One summer day in 1990 I screwed up my courage and called the English Department at Yale University. I was looking for Vicki Hearne, author of Adam’s Task: Calling Animals by Name. That book was the most remarkable thing I had ever read about our relationships with animals, and I wanted to know more. The woman from Yale told me that Vicki was no longer there and then, to my amazement, asked if I’d like her home number. So I breathed deeply and dialed again. After introducing myself as a fan of her book and Airedales (her favorite dog breed) I haltingly asked if it might be possible for us to meet so that I could watch her work with a dog or horse and learn some more. One August day soon afterward I drove to Westbrook, Connecticut to meet her. At the end of the afternoon she asked me if I would like to train a couple of dogs under her tutelage. Wow! I took a job at the kennel where she trained and spent the next nine months soaking up everything I could about dog and horse training and even learned a little about writing poetry along the way. (Vicki was a natural teacher and couldn’t help herself when she found out I liked poetry.)
My wife Linda and I started Teacher’s Pet in the summer of 1991 and soon rented a space in Newington, CT. Dog training was harder than I thought. Although I had a gift for it, I soon realized that teaching it to others was far more challenging than just doing it myself. But I enjoyed it so much that it didn’t seem like work at all. In fact for a while I had a recurring dream that I hadn’t gone to work at my old job for months and wondered nervously what would be my boss’s reaction when I walked in the door after so much time away.

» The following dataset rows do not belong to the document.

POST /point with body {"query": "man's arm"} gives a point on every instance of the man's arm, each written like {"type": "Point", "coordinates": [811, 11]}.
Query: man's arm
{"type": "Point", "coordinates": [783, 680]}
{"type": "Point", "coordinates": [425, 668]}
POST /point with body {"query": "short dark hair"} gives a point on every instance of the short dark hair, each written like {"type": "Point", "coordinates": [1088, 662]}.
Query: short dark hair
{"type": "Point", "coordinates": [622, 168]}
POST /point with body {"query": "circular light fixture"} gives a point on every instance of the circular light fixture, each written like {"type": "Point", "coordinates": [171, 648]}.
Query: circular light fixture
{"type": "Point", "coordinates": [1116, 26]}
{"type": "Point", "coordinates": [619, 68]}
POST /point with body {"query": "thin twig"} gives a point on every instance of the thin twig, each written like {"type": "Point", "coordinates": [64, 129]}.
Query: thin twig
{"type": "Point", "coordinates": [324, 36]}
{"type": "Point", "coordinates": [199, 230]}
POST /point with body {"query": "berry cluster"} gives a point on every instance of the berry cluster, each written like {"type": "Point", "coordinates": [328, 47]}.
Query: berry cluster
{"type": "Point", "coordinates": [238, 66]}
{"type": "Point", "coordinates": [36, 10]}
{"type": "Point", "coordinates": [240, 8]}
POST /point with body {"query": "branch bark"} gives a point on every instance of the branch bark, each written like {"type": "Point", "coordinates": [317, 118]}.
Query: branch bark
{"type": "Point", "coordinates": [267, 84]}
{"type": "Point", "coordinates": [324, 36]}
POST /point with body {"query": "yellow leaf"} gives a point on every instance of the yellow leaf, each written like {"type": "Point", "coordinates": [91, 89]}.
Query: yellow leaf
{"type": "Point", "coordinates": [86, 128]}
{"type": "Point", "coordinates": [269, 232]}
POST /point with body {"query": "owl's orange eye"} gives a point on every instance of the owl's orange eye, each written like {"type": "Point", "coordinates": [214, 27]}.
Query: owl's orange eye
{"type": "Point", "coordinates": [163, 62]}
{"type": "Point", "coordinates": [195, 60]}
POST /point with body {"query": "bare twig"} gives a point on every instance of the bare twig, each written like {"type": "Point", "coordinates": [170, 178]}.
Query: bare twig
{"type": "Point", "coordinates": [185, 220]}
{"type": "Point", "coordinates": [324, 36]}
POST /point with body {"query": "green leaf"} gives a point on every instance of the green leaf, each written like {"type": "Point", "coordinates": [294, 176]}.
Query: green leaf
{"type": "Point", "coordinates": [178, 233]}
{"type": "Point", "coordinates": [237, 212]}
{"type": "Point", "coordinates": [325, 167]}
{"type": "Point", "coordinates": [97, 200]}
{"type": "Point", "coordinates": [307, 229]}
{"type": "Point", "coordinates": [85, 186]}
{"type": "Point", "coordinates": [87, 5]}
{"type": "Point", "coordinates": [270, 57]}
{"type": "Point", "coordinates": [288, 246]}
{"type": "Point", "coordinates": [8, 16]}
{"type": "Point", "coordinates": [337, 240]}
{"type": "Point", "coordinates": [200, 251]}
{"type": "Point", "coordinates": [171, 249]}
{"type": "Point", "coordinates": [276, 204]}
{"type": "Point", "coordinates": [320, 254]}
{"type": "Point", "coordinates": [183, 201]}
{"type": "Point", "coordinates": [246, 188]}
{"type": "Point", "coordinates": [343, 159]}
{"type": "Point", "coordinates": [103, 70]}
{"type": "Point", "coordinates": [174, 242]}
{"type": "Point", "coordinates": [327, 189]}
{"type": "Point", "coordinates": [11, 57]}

In twenty years I have met many wonderful, interesting people and their dogs. I’ve learned a lot from them and made lasting friendships too. Once I struck out on my own, my formal learning was over and the rest I mostly had to figure out on the job. But no two dogs (or people) are alike, so it never gets boring and there is always something more to learn. Every so often for no reason at all, a client from years ago will come to mind, and I’ll wonder how they’re doing. With a few clients, I’ve had the privilege of training a succession of dogs over the years and have watched their kids grow up. One friend/client commented the other day that we were going to grow old together. That’s a good thing. It is truly a blessing from Almighty God to be able to make a living doing what you love. I’m looking forward to the next twenty years and hope to have the privilege of meeting you and your dog too.